Non c'era molto tempo, così mi cambiai sul posto, scambiando un'occhiata complice con la giovane cameriera, che incrociò le braccia al petto e si appoggiò al muro con una spalla, controllando chissà quale piega della sua divisa.
"Già che ci sei, sistemati i capelli e togliti l'orecchino. Qui non si possono portare oggetti personali..." mi consigliò, sbirciando in un'altra direzione.
La guardai per un attimo, quasi tramortito dal colpo inflittomi psicologicamente: il mio orecchino!
"Daisy," misi nel suo nome tutta la carica persuasiva di cui un tempo tanto mi vantavo.
"Non posso proprio separarmi da questo orecchino. È una promessa che ho fatto a qualcuno che non c'è più. Fa parte di me..." giunsi le mani in atto di estrema supplica.
Mi liquidò con un divertito "Amputati quella parte allora."
Sgranai gli occhi, incredulo.
"Qui non lasciano spazio ai tuoi sentimenti. Se hai scelto questo lavoro devi essere come l'acqua: inafferrabile; lasciare che tutto ti scorra addosso e non fare una piega. Nessuno deve soffermarsi a guardare i dipendenti. Il locale viene prima di tutto. Queste sono le regole," spiegò sciorinando la sua severa disciplina.
E dire che all'inizio mi era sembrata simpatica! Compresi a pieno il significato sotteso al suo avvertimento: meno avrei svelato della mia personalità, meglio sarebbe stato. Qualsiasi dettaglio mostrato inconsapevolmente poteva nuocere al barista o a qualcun altro...
"Non è che se copro con i capelli non si nota?" tentai comunque: in fondo, i capelli lunghi servivano a qualcosa...
"Ma sei veramente un barman?" mi chiese, insospettendosi sempre più.
"Vuoi scherzare? Solo l'orecchino non si tocca."
Su questo non transigevo.
Daisy mi osservava con aria un po' seccata: "Sono le 18.45. Fra dieci minuti si comincia e tu vuoi dirmi che non riesci a toglierti uno stupido orecchino in questi dieci minuti? Ma te lo tolgo io! A meno che tu non voglia nemmeno essere preso in considerazione. Senti, ma che ci sei venuto a fare qua se nemmeno hai voglia di cominciare?"

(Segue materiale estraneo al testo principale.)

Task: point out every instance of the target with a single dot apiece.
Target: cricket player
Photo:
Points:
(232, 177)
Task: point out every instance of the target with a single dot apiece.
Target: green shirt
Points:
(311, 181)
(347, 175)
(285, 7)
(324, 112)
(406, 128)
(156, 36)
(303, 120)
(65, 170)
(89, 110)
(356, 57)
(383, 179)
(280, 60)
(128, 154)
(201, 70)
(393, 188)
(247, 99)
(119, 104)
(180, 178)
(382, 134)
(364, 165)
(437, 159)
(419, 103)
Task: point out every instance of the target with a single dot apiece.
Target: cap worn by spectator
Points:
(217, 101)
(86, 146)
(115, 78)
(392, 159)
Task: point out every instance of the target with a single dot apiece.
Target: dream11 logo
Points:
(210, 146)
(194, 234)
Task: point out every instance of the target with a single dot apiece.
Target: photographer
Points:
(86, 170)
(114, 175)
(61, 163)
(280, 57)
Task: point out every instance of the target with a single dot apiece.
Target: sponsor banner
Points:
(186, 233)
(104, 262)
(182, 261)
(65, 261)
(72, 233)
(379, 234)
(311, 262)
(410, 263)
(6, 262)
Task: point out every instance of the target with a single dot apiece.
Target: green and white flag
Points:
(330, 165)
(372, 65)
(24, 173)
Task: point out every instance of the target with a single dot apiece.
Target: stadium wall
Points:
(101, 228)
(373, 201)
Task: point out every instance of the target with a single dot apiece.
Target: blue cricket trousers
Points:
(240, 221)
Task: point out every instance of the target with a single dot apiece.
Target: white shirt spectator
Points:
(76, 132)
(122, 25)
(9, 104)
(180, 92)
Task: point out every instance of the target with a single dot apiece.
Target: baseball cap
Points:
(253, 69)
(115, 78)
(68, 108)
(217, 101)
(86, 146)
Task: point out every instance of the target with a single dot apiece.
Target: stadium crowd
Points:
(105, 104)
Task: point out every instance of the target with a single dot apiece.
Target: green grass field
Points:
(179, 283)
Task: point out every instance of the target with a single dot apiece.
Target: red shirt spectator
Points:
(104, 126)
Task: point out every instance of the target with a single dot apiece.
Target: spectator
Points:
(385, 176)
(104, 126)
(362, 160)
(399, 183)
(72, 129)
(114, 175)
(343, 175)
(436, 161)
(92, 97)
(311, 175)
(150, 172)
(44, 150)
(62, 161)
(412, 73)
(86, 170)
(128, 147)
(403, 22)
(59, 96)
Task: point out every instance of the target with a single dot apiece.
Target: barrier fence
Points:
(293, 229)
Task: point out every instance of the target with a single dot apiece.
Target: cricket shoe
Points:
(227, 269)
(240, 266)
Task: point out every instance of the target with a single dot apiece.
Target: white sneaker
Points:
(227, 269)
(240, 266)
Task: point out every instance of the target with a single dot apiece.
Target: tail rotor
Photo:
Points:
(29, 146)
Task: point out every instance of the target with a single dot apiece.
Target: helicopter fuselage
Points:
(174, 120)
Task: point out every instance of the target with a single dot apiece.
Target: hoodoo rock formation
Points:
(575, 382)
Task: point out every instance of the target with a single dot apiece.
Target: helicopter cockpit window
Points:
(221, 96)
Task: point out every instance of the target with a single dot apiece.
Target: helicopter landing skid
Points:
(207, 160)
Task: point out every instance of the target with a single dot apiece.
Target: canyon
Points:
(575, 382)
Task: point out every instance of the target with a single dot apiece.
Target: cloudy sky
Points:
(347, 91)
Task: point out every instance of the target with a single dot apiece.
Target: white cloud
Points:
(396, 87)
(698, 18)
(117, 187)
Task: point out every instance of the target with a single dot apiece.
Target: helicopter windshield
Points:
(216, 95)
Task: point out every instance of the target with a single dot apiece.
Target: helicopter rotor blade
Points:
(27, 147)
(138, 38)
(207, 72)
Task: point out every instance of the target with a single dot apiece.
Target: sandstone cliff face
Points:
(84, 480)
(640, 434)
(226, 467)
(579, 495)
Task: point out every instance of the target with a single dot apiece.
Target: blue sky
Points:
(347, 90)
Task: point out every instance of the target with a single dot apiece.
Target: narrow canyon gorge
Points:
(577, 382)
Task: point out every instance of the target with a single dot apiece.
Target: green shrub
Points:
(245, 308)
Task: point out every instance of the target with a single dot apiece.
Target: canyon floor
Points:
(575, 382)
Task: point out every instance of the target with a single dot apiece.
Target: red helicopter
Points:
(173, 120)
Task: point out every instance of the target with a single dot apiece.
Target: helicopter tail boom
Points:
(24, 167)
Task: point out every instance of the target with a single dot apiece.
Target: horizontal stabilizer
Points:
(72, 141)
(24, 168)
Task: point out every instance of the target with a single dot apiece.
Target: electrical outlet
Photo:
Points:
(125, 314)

La cameriera aveva voglia di rompere le scatole, e non poco.
"Senti tu... Io il lavoro lo faccio e bene. Solo l'orecchino deve starsene attaccato a me. È un pegno. Basta."
Daisy scrollò il caschetto: "Devi solo tenerlo addosso allora, non per forza all'orecchio, no? Aspetta un secondo, forse ho qualcosa nella borsa..."
Veloce come un fulmine sui suoi tacchi a spillo, uscì e rientrò nel camerino con un minuscolo pendente a forma di sacchetto. Con un movimento furtivo mi tolse l'orecchino e lo mise dentro il piccolo ciondolo.
"Bene, adesso... Hai una catenina?"
Presi il pendente che mi porgeva con il mio prezioso orecchino e lo infilai nella collana di acciaio e caucciù che avevo indosso, sotto la camicia, il papillon e la giacca. Non si vedeva nulla ed ero ancora tutto integro, con il mio inseparabile orecchino.
"Grazie, sei un genio," le dissi, per farmi perdonare.
"E tu un cretino! Adesso muoviti, sistemati i capelli ché ti porto su. Non so a quale bar tu sia assegnato."
A quella notizia rimasi di stucco: "In che senso? Quanti bar ci sono?"
Tre anni prima ce n'era solo uno...
"All'incirca uno per ogni sala".
Era una presa in giro: mi sentii sprofondare. Neanche se avessi voluto avrei trovato Sonia, a meno che non si fosse fatta avanti lei.